I think I paid about $2300 for the 2 day course which covered the use of one of their 2005 lime green Kawasaki ZX-6R's (shod with Dunlop 208's), full gear, and a full breakfast and lunch each day. This ain't cheap in my book and I admit going in I was skeptical that I'd get my doubloons worth. After all, that same $2300 would buy me EIGHT track day weekends or 2 weeks on a beach in Cancun.

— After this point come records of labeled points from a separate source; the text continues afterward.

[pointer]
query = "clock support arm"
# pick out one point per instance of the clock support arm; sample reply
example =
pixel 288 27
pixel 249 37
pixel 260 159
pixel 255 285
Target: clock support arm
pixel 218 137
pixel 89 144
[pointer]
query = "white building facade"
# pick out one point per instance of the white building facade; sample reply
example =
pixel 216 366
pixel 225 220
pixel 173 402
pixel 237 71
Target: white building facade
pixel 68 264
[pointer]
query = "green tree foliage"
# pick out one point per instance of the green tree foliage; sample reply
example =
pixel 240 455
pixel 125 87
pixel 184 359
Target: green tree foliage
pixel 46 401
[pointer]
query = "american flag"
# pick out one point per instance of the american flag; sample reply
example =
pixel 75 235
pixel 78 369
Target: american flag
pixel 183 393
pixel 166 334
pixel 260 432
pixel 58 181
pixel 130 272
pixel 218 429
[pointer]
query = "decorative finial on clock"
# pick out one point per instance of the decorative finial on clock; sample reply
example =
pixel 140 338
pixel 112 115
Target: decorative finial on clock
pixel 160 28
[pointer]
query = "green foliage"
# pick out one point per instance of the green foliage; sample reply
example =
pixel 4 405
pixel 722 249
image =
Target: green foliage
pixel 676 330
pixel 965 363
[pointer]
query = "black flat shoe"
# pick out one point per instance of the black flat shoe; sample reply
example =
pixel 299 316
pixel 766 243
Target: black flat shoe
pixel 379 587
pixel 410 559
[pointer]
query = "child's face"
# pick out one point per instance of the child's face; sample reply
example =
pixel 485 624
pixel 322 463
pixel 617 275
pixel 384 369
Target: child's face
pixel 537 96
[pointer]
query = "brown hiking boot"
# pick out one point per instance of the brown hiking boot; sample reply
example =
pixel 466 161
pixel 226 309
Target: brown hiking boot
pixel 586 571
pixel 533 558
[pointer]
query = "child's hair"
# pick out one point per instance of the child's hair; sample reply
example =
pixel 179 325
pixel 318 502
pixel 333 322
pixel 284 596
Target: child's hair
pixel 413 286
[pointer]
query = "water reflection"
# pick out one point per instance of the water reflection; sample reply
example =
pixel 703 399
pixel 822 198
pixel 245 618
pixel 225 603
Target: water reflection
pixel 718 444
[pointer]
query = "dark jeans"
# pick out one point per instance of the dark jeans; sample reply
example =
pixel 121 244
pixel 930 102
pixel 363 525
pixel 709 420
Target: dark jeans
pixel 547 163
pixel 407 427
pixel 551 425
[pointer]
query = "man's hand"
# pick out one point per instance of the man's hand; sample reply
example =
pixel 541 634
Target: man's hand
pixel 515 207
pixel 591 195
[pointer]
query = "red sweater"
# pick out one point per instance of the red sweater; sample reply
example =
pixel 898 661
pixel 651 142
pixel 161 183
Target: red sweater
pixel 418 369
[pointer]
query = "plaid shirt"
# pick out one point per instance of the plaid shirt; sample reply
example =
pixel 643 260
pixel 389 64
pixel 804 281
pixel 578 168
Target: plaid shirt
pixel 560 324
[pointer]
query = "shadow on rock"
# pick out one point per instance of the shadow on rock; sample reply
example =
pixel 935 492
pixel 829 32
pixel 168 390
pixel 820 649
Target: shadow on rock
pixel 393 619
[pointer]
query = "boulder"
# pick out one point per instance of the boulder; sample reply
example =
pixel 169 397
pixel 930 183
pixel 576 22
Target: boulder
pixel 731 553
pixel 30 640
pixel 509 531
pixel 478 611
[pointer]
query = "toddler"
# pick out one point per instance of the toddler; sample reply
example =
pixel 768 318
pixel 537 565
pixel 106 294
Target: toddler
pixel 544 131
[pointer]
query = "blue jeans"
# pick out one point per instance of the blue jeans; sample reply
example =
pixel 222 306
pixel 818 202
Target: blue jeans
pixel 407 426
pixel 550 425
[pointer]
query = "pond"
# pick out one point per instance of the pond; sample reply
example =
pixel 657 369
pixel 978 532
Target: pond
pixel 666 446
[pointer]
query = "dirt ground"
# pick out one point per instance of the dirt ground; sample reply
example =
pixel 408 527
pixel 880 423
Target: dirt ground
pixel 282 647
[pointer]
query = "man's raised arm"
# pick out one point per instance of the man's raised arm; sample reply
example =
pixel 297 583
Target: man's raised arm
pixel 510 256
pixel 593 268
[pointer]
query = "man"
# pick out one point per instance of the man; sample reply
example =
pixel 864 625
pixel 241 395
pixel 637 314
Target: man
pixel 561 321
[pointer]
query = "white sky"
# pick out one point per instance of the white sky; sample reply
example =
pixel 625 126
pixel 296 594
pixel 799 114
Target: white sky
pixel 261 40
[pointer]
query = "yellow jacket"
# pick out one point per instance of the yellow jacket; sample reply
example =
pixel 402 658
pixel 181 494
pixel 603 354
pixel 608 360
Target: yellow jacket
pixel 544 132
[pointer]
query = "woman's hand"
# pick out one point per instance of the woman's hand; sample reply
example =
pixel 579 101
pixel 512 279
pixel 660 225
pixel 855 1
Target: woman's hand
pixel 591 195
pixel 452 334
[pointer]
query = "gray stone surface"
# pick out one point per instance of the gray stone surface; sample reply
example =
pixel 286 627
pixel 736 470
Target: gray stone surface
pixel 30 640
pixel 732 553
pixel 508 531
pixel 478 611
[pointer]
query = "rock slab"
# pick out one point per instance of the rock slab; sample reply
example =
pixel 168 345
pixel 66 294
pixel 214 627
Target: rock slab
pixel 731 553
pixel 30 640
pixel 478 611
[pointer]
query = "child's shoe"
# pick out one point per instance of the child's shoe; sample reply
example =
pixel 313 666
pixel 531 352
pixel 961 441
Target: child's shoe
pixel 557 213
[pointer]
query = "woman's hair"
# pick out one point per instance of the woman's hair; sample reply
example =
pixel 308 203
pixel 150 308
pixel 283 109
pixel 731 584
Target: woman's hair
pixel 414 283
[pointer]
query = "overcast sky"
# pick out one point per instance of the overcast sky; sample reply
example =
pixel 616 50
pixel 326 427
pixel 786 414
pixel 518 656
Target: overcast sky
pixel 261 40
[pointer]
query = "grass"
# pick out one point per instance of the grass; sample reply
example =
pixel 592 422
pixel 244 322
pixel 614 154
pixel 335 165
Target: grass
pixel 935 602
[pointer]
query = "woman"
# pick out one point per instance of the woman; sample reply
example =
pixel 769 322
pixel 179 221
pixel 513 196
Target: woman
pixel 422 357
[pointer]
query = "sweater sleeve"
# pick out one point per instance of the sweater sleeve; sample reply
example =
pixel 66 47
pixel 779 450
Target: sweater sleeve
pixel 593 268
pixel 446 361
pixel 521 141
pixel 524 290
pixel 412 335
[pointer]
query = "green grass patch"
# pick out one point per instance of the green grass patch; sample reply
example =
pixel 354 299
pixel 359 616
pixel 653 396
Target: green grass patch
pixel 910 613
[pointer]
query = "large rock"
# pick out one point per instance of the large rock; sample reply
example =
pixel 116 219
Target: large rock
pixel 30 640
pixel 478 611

Registration on the first day was at the godawful early hour of 7am. I usually don't get up until 10-ish and can't usually speak in coherent sentences until 10:30am so this was harsh for this late riser. Registration is just a formality really, as my wallet was pillaged, paperwork filled out, and confirmations sent in weeks prior to arrival. I am told the class is full. During registration most attendees lounge around and eat breakfast . scrambled eggs, sausage, fruit, cereal, etc...which is laid out ala-carte in one of the schools 2 semi-trailers. All food, I should mention, is prepared by Keith's partner/wife. Everything looked edible but it was just waaaay to early for me to eat.
At about 8am we all pile into the classroom for the first of a 2 day series of 20 minute sessions given by either Keith or his son, Dylan. Once seated, the first words out of Keith Code's mouth was... " I guarantee we are going to make you a better rider in 2 days." A bold statement but.. after years of doing this.. he believes it.. and he makes me believe it.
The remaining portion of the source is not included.